Go has an elaborate handicap system, but this does not change the basics of the game. The weaker player is allowed to place two to nine stones on the board at the start of play. The stones are not there to secure territory, but to assist the player in battling his stronger opponent. Although the handicap is meant to even up the game, it is easy to squander that advantage by playing timidly.

Besides making the game fun and exciting for both players, the handicap system has another advantage for the weaker player. It teaches him how to handle thickness. Since his stones are already placed strategically around the board, the black player has thick positions in almost any fight that occurs. Winning the game may seem like the objective, but the real goal should be to become stronger and win the next game--hopefully with fewer handicap stones--as well. And that only happens by grasping the basics of the game.

Basics of handicap go

Aside from trying to achieve the right state of mind, Black should aim to win by applying certain general principles. A few of these principles are:

1. Avoid being contained or surrounded by your opponent's stones. Try and contain or surround his stones.

2. Guard your base and undercut your opponent's base.

3. Avoid getting cut but threaten to cut or actually cut your opponent's stones.

4. Keep your cool. Things will go wrong occasionally, and even top pros make mistakes. The important thing is to stay calm and rectify things as soon as possible. A short recovery time is an essential part of your strength.

5. Work out a plan and try to determine your opponent's overall plan.

Write down these principles and keep them next to you for reference during your games. This will help you control your emotions and make you more aware of the way you think and make decisions.

Diagram 1: We have been studying this diagram for the past few weeks. Trying to ensure life with the marked stone is always wrong, because this violates principles 1 and 3. There is also a real danger of violating principle 4 because you are just reacting to circumstances--to become stronger, the black player has to change his attitude from reactive to proactive.

Although sacrificing is one option I recommended for novices, breaking through the surrounding white stones is probably the best strategy. In our study of A and B over the past two weeks, we realized that it is impossible to avoid a fight. Now we will investigate black C, which is a fighting move that stacks the odds in your favor.

Diagram 2: Black 1 involves all of the black marked stones in the fight against the marked white stone. In fact, this is an unfair fight, pitting five black stones against one white stone, and applying such intense pressure can evoke a violent reaction. Be careful.

Problem 1: White will almost surely cut through with the moves through 6. What should Black's response be?

Solution 1: Black should use the combination of black 1 and 3 to threaten to take two white stones in a ladder with A, while guarding his lower left corner against a white cut at B and C.

Reference 1: Wrong! Black 1 and 3 are motivated by fear. White will probably cut through with 4 through 10, leaving behind a cut at A and another at B while still threatening to escape with his two center stones by playing at C. Even though Black has not lost at this point, the game will probably become a series of tumultuous fights, with White dictating the flow of those fights.
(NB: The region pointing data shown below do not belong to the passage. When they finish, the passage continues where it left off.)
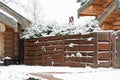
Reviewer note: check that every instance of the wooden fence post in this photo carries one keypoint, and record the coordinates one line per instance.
(113, 50)
(95, 63)
(63, 58)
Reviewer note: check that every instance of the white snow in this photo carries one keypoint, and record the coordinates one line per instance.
(21, 72)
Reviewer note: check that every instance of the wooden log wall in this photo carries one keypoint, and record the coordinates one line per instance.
(11, 41)
(93, 50)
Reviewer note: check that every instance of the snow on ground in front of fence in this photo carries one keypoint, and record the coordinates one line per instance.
(21, 72)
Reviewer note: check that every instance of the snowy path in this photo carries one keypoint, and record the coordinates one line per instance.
(21, 72)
Diagram 3: After black 3 in Solution 1, White will usually play at 4 to disable the ladder. The moves to 10 next are a common follow-up. At this point, White threatens to either attack at A or ensure life in the corner with B or C.
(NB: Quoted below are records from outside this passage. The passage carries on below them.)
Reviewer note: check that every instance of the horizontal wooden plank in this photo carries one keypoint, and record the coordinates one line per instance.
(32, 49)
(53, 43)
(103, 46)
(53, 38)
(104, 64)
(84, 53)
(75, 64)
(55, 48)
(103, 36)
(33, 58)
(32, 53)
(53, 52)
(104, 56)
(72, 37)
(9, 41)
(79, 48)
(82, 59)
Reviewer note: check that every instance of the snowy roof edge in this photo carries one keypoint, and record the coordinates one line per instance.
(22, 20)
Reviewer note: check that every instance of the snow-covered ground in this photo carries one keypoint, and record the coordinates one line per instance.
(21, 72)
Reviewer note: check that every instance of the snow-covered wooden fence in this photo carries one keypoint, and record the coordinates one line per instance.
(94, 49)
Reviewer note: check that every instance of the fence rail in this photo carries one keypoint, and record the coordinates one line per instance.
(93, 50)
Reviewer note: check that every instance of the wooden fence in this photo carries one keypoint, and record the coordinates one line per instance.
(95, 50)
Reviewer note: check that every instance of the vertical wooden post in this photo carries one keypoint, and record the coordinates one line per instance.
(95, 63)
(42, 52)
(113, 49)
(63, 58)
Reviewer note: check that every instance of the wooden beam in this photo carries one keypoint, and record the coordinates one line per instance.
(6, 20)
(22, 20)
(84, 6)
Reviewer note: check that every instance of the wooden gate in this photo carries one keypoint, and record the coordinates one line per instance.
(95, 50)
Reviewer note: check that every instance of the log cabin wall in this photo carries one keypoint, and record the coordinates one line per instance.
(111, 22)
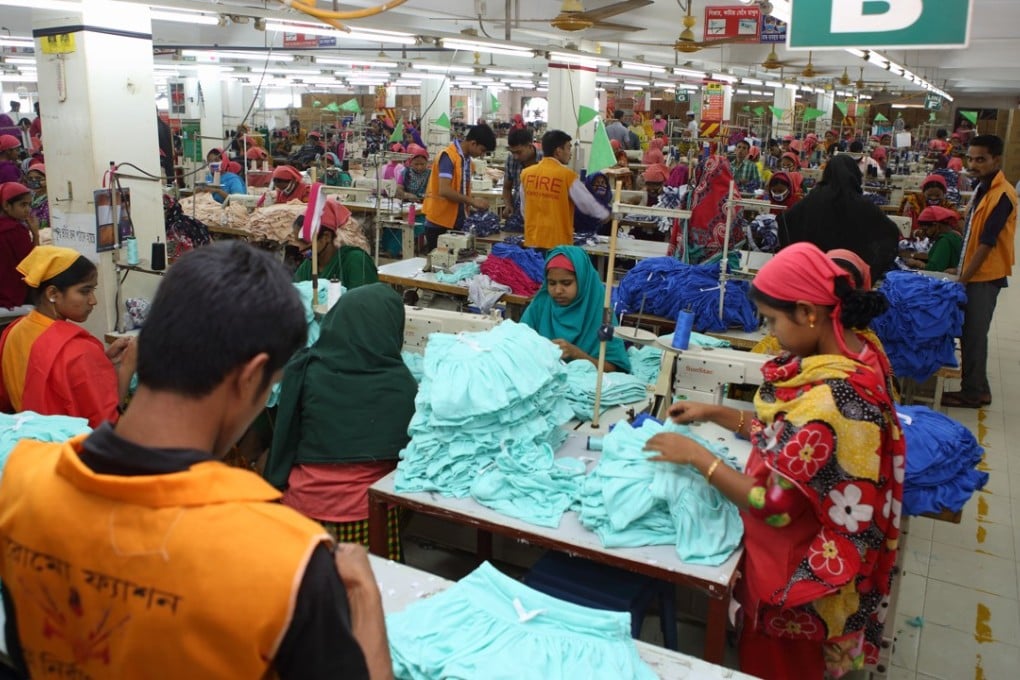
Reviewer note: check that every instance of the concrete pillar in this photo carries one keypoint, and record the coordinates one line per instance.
(98, 107)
Diagram 4: If Black plays at 1, which is the recommended move in some books, White may play at 2, at which point Black must connect at 3. At this point, a semeai (capturing race) has started between the two marked groups. Who will capture who? Black must play at 5 to increase his liberties. Black 7 and 9 do not increase his liberties, but are kikashi moves that create cutting points in White's position. After white 10, black 11 wins the semeai by one move, because White's marked stones have four liberties while Black's have five. If you can remember this and play it perfectly, congratulations! But if you make one mistake, your stones are doomed.

Diagram 5: There is one other pitfall. The moment Black plays at 1, White may play at 2 and 4, making a ko unavoidable. White has some internal ko threats, starting with A or B. This is not really a ko Black has to win--after all, it is only about the life of a white group--but mishaps can occur easily. If you want to try this ko just for fun or for practice, go ahead.

Diagram 6: In Diagram 3, in response to white 6 (white 2 in this diagram), we took black 7 for granted. But actually, after white 2, black 3 is better style. White will probably try to make some eye-space in the corner or on the side with 4 and 6. Black 7 avoids the ko shown in Diagram 5. White may play at 8 next, but black 9 deftly avoids a direct fight by playing elsewhere, while White's group is still not alive. This is good for Black. He is OK, while White still has to add a stone to ensure the safety of his group on the left.

Problem 2: In addition to the moves A, B and C in Diagram 1, I propose black 1. I have never seen it recommended in any book, but it is an uncommitted move in relation to the marked stone that pushes White into making a decision. After White has made a decision, Black sets his strategy. If White responds with 2, where should Black play next?

Problem 3: Alternatively, if White chooses to answer black 1 by playing at 2, how should Black respond?